The app decides how index.ts starts and supervises its internal services. rpcbase only builds or runs one container per tenant and injects tenant context.

import { startTenantServices } from "@rpcbase/services"

await startTenantServices({
  configs: [
    {
      siteId: "rb-app",
      tenantId: "00000000",
      build: {
        context: "./sample-app",
        dockerfile: "src/services/Dockerfile",
        platform: "linux/amd64",
        src: ["package.json", "package-lock.json", "src/services"],
      },
      egress: {
        mode: "tailscaleExitNode",
        exitNode: "home-exit-node",
      },
    },
  ],
  pruneStale: true,
})

Egress modes:

  • direct: the services container uses the configured Docker network.
  • tailscaleExitNode: rpcbase starts one Tailscale sidecar for the tenant and the services container shares its network namespace.

build.src is optional. When set, only those paths are sent to the Docker daemon for the build context. When omitted, the whole build context is sent.

Data:

Each services container gets a /data bind mount by convention.
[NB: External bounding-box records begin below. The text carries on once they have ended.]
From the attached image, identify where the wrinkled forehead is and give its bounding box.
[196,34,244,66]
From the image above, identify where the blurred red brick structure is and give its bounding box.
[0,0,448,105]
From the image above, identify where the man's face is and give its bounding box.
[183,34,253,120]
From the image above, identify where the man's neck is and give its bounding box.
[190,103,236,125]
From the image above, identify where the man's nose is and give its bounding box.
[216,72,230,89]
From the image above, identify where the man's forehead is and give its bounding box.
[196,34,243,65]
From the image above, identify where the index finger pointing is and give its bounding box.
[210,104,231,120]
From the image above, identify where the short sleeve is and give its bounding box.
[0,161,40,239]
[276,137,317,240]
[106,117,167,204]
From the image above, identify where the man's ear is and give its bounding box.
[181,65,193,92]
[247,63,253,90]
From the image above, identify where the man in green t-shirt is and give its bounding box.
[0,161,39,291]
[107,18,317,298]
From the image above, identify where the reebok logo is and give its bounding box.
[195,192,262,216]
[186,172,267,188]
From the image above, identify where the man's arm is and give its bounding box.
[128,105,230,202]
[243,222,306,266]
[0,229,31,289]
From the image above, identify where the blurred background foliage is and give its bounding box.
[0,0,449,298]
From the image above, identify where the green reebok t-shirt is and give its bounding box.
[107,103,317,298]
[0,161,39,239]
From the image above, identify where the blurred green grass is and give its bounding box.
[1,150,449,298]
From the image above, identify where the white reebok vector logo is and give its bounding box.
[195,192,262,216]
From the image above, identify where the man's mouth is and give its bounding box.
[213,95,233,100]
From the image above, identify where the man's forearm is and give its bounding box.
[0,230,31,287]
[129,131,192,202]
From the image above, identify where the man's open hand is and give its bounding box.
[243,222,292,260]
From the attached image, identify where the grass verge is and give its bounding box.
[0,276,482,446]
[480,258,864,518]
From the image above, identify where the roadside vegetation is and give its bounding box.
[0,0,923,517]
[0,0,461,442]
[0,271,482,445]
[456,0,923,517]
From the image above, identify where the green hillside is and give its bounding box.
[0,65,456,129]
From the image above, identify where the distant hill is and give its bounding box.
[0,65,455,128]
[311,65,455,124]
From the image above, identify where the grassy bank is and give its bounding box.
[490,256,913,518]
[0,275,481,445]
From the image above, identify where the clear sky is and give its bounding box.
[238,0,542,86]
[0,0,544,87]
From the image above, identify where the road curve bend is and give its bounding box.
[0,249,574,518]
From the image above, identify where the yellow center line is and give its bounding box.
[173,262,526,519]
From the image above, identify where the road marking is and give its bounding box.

The host path is:

<build.context>/infrastructure/data/rb-services-<tenantId>

For example, tenant ca-roule stores service data under infrastructure/data/rb-services-ca-roule. Apps should write service-owned persistent state below /data inside the container. If a config already binds /data or a /data/... subpath, rpcbase leaves that bind untouched.

Tenant service RPC

Apps can expose short control commands from a tenant services process and call them from an API process without opening an HTTP port or using Redis. rpcbase runs a small CLI inside the tenant services container with Docker exec; that CLI forwards the request to the already-running service process through a private Unix socket.

Service entrypoint:

import {
  isTenantServiceRpcCliCommand,
  runTenantServiceRpcCliFromProcessArgs,
  startTenantServiceRpcServer,
} from "@rpcbase/services"

if (isTenantServiceRpcCliCommand()) {
  await runTenantServiceRpcCliFromProcessArgs()
} else {
  const rpc = await startTenantServiceRpcServer()
  rpc.register("service.command", async (payload) => {
    return { payload }
  })
}

API side:

import { callTenantServiceRpc } from "@rpcbase/services"

const response = await callTenantServiceRpc({
  projectName: "rb-services",
  siteId: "rb-app",
  tenantId: "00000000",
  command: "service.command",
  payload: { value: 1 },
})

The RPC response is { ok: true, data?: unknown } or { ok: false, error: { message, code? } }. Payload validation belongs to the app command handler.